Not yet - very little of the stuff shown in part 2 has been integrated into fastai as yet. It’s all new stuff and we’re using it to help you understand all the moving parts of deep learning and its implementation.

poppingtonic · March 27, 2018, 8:28pm

Is there an updated link with the first half of the livestream? I’m reviewing and can’t see it yet.
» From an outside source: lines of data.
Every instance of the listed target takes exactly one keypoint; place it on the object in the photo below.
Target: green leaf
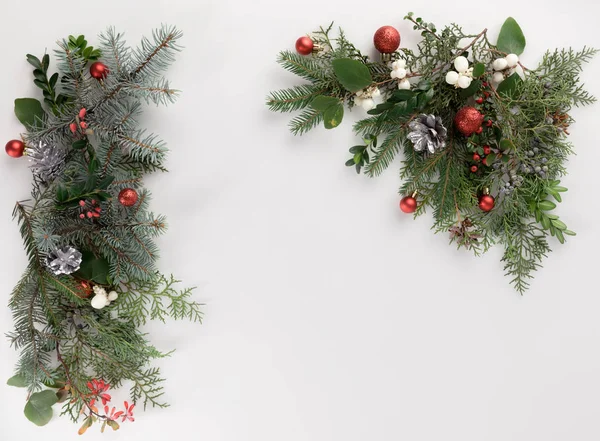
(321, 103)
(38, 409)
(333, 116)
(17, 381)
(511, 39)
(471, 90)
(93, 268)
(546, 205)
(478, 70)
(28, 111)
(509, 87)
(352, 74)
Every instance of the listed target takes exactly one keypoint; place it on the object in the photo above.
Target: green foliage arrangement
(92, 280)
(484, 139)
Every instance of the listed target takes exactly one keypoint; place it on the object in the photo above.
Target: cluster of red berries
(90, 209)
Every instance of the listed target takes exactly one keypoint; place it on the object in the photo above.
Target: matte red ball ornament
(99, 70)
(15, 148)
(468, 120)
(386, 39)
(128, 197)
(304, 46)
(408, 204)
(487, 202)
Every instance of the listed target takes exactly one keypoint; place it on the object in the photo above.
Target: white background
(330, 315)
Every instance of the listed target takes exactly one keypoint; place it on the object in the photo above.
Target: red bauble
(408, 204)
(486, 202)
(99, 70)
(128, 197)
(15, 148)
(386, 39)
(468, 120)
(304, 46)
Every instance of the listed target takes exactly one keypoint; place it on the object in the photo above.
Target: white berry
(404, 84)
(99, 301)
(464, 81)
(512, 60)
(461, 64)
(500, 64)
(498, 77)
(452, 77)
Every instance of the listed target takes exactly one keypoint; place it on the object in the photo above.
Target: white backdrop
(310, 335)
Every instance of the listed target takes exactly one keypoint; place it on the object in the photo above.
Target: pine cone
(428, 133)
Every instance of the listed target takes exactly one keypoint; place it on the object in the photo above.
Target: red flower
(128, 414)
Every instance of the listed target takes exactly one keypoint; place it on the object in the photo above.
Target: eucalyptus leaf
(352, 74)
(511, 39)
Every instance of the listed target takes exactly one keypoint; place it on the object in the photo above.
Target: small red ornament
(99, 70)
(386, 39)
(15, 148)
(128, 197)
(468, 120)
(408, 204)
(487, 202)
(304, 46)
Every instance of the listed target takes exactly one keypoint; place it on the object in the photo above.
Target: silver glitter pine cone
(65, 260)
(427, 133)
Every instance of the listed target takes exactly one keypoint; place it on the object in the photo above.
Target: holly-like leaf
(511, 39)
(17, 381)
(352, 74)
(321, 103)
(333, 116)
(28, 111)
(38, 409)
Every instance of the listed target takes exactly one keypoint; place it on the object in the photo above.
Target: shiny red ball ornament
(304, 46)
(15, 148)
(99, 70)
(408, 204)
(487, 202)
(468, 120)
(128, 197)
(386, 39)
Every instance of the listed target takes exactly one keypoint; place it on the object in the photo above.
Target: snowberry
(404, 84)
(512, 60)
(461, 64)
(498, 77)
(452, 77)
(500, 64)
(464, 81)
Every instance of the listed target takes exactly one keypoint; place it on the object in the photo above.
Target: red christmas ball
(486, 202)
(468, 120)
(128, 197)
(99, 70)
(15, 148)
(304, 46)
(408, 204)
(386, 39)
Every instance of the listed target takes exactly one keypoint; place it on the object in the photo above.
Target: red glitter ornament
(304, 46)
(99, 70)
(487, 202)
(468, 120)
(128, 197)
(15, 148)
(408, 204)
(386, 39)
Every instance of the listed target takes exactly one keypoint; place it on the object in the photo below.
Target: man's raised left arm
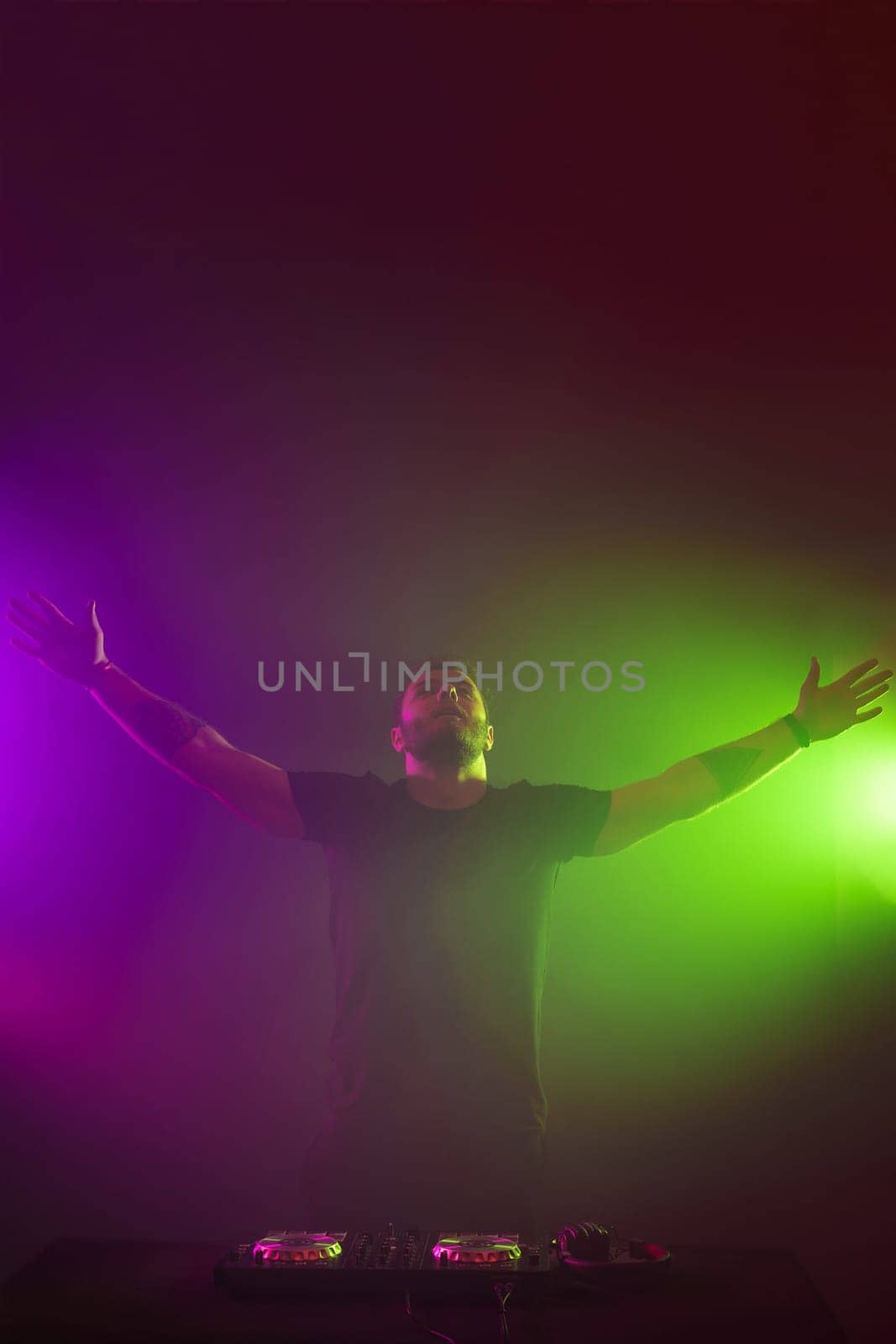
(700, 783)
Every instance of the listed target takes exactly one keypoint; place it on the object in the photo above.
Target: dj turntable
(445, 1263)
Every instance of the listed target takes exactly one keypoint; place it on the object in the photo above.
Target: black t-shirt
(439, 925)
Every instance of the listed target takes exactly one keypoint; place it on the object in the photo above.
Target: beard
(452, 743)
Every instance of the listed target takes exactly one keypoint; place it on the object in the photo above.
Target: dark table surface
(140, 1290)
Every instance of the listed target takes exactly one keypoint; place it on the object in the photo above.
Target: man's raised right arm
(254, 790)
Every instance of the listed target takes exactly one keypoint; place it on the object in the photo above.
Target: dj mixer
(443, 1263)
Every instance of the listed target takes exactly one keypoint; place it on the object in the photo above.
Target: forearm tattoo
(730, 766)
(164, 726)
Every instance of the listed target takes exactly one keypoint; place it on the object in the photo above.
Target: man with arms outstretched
(439, 918)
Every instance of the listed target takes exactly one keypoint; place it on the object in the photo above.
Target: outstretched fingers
(47, 605)
(872, 696)
(859, 671)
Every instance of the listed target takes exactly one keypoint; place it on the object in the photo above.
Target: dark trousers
(479, 1182)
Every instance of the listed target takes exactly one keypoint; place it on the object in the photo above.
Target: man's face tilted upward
(446, 725)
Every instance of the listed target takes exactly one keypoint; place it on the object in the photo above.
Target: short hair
(436, 669)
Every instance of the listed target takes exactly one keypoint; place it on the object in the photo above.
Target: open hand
(829, 710)
(73, 651)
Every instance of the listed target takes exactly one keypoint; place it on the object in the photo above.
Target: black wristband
(799, 730)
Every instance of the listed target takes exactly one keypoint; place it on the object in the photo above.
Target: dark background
(378, 299)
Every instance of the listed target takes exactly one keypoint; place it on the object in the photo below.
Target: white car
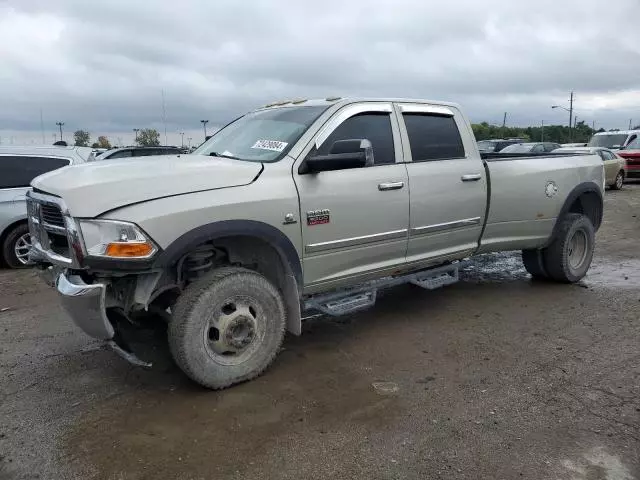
(18, 166)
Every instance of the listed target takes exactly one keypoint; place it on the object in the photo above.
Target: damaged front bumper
(86, 305)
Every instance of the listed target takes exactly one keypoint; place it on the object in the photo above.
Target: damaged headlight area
(115, 239)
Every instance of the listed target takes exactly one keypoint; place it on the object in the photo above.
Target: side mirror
(344, 154)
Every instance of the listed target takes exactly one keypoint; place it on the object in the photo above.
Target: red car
(632, 154)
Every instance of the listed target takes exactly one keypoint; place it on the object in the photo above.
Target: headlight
(113, 239)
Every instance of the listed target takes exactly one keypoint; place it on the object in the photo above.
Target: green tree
(103, 142)
(148, 137)
(81, 138)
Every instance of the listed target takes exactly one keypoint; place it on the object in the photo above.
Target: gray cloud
(102, 65)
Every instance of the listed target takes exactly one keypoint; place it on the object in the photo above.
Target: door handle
(390, 186)
(471, 177)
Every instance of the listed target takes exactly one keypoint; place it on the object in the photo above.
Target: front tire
(569, 256)
(619, 181)
(227, 327)
(16, 246)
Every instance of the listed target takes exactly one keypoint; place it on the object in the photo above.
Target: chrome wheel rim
(235, 330)
(577, 249)
(22, 247)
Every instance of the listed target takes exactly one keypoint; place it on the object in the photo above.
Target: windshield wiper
(223, 155)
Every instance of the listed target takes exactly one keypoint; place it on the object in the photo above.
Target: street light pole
(204, 125)
(60, 124)
(570, 110)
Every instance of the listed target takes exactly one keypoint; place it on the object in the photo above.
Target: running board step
(431, 281)
(364, 296)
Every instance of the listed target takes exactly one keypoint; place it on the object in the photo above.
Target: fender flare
(577, 192)
(229, 228)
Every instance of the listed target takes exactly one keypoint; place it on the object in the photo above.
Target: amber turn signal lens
(128, 250)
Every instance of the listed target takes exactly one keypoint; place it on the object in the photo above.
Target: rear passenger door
(447, 183)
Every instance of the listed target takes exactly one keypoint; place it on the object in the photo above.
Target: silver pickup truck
(311, 205)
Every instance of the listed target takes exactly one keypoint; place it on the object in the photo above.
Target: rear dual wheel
(569, 256)
(618, 182)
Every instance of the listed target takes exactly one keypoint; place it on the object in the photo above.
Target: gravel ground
(497, 377)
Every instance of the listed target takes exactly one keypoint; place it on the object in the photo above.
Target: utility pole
(570, 116)
(42, 127)
(60, 124)
(204, 125)
(504, 123)
(164, 118)
(570, 110)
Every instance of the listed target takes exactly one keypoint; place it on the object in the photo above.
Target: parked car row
(21, 164)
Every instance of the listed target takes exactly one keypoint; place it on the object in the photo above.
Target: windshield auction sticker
(273, 145)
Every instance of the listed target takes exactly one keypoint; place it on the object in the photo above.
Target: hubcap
(235, 330)
(577, 249)
(22, 247)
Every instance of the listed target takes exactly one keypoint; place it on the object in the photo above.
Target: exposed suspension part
(198, 262)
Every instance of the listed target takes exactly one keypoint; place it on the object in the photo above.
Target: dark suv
(137, 152)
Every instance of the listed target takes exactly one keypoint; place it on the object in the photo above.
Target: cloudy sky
(102, 65)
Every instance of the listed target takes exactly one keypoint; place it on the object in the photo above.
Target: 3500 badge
(318, 217)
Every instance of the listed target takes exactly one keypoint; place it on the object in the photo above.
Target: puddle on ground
(611, 273)
(507, 266)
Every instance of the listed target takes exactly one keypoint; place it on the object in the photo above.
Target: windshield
(518, 148)
(634, 144)
(614, 140)
(262, 136)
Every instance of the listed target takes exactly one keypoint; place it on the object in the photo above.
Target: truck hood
(93, 188)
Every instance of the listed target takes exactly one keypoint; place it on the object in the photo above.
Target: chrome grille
(51, 215)
(48, 229)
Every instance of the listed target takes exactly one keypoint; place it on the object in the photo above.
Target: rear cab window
(18, 170)
(433, 136)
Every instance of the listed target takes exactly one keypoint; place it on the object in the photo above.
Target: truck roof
(53, 150)
(618, 132)
(347, 100)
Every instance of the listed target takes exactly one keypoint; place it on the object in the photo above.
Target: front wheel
(619, 181)
(569, 256)
(227, 327)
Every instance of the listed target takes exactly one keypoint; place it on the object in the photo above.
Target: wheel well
(255, 254)
(590, 205)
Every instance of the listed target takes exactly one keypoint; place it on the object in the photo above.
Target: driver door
(354, 220)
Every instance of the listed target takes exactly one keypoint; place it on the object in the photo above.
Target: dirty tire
(534, 263)
(564, 260)
(618, 182)
(201, 303)
(8, 245)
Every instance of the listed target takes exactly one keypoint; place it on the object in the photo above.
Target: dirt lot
(496, 377)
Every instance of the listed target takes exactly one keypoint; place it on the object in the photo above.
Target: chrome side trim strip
(350, 242)
(440, 227)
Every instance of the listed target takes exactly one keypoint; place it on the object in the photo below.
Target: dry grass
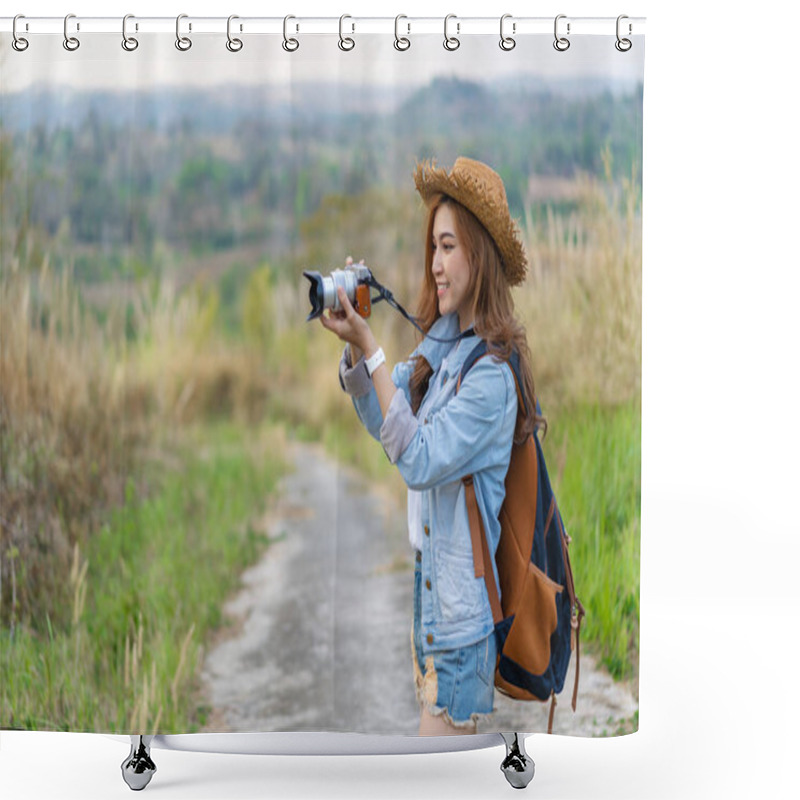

jeremy · March 27, 2018, 8:31pm

Nearly! 3 zoom * 3 aspect = k = 9. At 3 scales, 4x4 (16) + 2x2 (4) + 1x1 (1) = 21. 21*9 = 189

jeremy · March 27, 2018, 8:33pm

I always post an edited video ~24 hours after the lecture is done. I’m working on it

suvash · March 27, 2018, 8:35pm

Thanks again Jeremy.

jeremy · March 27, 2018, 8:35pm

It’s a terrific paper and highly recommended. The author is, apparently, sick of the BS required to actually get published and so has decided to conspicuously do the opposite, which I think is quite awesome…

jeremy · March 27, 2018, 8:37pm

Let’s all do our best to be generous in our interpretations of people’s words. We’re all doing our best to figure things out here, and sometimes that means we’ll all write stuff which turns out to be not quite right - and that’s fine, because the following discussion will help resolve it.

KevinB · March 27, 2018, 8:37pm

It really was a fantastic read. I love this style.

jeremy · March 27, 2018, 8:53pm

I’ve updated the top post now with many of the resources recommended by you all in this thread.

jeremy · March 27, 2018, 8:55pm

I’ve now posted the edited video to the top post.

hiromi · March 27, 2018, 8:59pm

For some reason, the video does not load for me. All I can see if the title and a black box.

jamesrequa · March 27, 2018, 9:01pm

Yea it doesnt load for me either.

jeremy · March 27, 2018, 9:03pm

Youtube is still processing it. Should be done in ~5 mins.

edit: actually it’s taking a really long time. dunno if there’s a youtube problem. will re-upload soon if it doesn’t appear

hiromi · March 27, 2018, 9:03pm

Ah. Thanks

sgugger · March 27, 2018, 9:06pm

I was wondering why we initialize our biases to -3 (then -4) in the output convolutional layers of our models. In the code it’s in the OutConv class in this line

self.oconv1.bias.data.zero_().add_(bias)

where bias is set as an argument of SSD_Head and SSD_MultiHead.

I’m guessing it’s to help the model train at the beginning (since those biases will change with the SGD being applied). I’ve tried putting 0 and it’s true we don’t get to the same losses in the same number of epochs, what’s the reason for this?